A property can also be damaged by escapes of water from neighbouring land. Perhaps damage has been caused by next door’s pipes bursting, or a water leak from an upstairs flat causes damage to the downstairs flat. It could also be that water has collected and run off the surface of neighbouring land into a property.
What rights and responsibilities do neighbouring landowners have in such cases? Generally any liability will be based on common law principles of nuisance and/or negligence.
The law requires every person to take reasonable care to avoid acts or omissions which are reasonably foreseeably likely to cause loss to a neighbour. A failure to take such care can amount to negligence if damage is caused. A person may be negligent if they fall below the standards expected of a “reasonable person”.
Liability in common law nuisance will arise if I do something on my own land which causes damage to my neighbour’s land. Again, the damage must be reasonably foreseeable, and my actions must be causing an unreasonable interference with my neighbour’s enjoyment of his or her property.
One of the most famous legal cases involving flooding is Rylands v Fletcher [1861]. The principle in this case has since been confirmed to be a type of nuisance. The operators of a mill constructed a reservoir on their land. When water which had collected in the reservoir flooded a local mine via disused shafts, the mill owners were liable for the losses. The court confirmed that any person who brings onto his land and keeps there something likely to do mischief if it escapes must keep it at his peril. Hence if it does escape and causes damage, he will be liable. The principle does not apply to normal use of the land.
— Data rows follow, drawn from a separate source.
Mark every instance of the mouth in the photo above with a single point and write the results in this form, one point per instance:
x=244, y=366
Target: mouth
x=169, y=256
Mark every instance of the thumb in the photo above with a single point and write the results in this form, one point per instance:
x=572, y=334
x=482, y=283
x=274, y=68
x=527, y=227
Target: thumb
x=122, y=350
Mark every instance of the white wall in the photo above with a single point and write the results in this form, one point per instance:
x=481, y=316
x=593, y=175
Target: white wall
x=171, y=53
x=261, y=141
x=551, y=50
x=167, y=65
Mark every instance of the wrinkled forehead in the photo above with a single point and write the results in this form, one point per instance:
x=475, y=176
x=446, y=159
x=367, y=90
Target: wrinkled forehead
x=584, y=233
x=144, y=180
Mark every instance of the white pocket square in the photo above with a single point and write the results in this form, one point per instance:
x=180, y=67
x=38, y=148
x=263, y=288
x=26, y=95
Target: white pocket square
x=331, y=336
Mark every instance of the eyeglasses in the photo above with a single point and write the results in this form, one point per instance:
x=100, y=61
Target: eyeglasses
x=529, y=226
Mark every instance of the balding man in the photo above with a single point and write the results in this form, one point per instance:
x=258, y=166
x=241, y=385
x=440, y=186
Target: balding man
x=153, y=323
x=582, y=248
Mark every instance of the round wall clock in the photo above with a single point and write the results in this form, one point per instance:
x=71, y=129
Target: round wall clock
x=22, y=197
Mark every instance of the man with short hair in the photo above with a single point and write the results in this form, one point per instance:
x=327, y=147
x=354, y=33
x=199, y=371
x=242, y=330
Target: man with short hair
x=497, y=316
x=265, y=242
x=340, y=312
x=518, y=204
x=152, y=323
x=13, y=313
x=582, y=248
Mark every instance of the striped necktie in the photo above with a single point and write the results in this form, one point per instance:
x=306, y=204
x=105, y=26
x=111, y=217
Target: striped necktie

Where the use of the land is “normal, natural use”, Rylands v Fletcher will not apply and to establish nuisance, it is necessary to demonstrate unreasonable interference and that the damage was foreseeable.
This was demonstrated in the case of Transco plc v Stockport MBC [2003] UKHL61. In this case, the council owned and built a block of flats. The pipe supplying water to the basement had, unknown to everyone, cracked. The crack was undetected, and water collected into a railway embankment also owned by the council. The embankment collapsed exposing a gas pipe and causing spoil to fall onto adjacent land. Both Transco and the golf club sued the council.
The court held that the council were making a normal natural use of the land and the water supply pipe did not create a special hazard, so Rylands v Fletcher did not apply. As the council were unaware of the problem, they could not be said to have fallen below the standards of a reasonable landowner and the damage was not foreseeable.
So liability will depend on whether the damage was caused by something which the landowner has brought on the land, if that “thing” was something which would naturally do mischief or be dangerous if it escaped. If so, liability might follow, but if not it is necessary to consider what the landowner knew or ought to have known about the likelihood of damage and how a reasonable landowner would have behaved. In the case of the flat owner affected by a leak from above, there may also be a claim against the landlord depending on the nature of the repairing covenants in the lease.